Croatie : découverte d'une épave byzantine renfermant d'extraordinaires trésors en or, dont une bague impériale


Dix-neuf ans de fouilles archéologiques sous-marines au large de cette île croate ont permis de découvrir une épave datant des VIIe et VIIIe siècles, contenant des ceintures en or, des pièces de monnaie, une bague impériale et une riche cargaison commerciale. Cette découverte est considérée comme l'une des plus importantes de la période byzantine.

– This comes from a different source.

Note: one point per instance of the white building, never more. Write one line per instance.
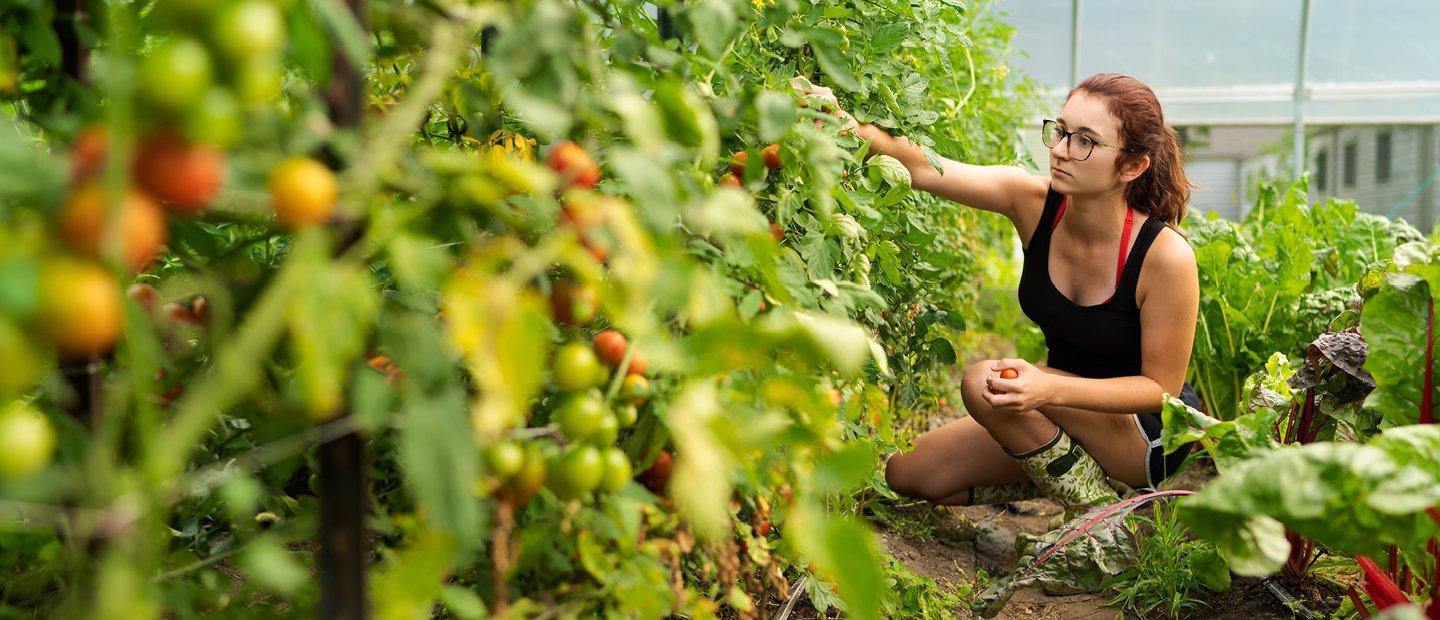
(1226, 72)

En Croatie, la mer qui entoure l’île de Meleda (Mljet) a livré l’une des découvertes les plus importantes de l’archéologie sous-marine de la Méditerranée orientale. Après près d’une décennie de campagnes de fouilles, les archéologues ont mis au jour ces derniers jours une épave byzantine datant du VIIe au VIIIe siècle après J.-C., dont l’état de conservation exceptionnel et la cargaison extrêmement riche font de ce site l’un des plus importants jamais découverts le long de la côte orientale de l’Adriatique. Parmi les objets récupérés figurent de précieux ornements en or ayant appartenu à de hauts dignitaires de l’Empire byzantin, des pièces d’or, une bague impériale extrêmement rare et un vaste ensemble de marchandises qui contribuent à reconstituer les routes commerciales de la Méditerranée au haut Moyen Âge.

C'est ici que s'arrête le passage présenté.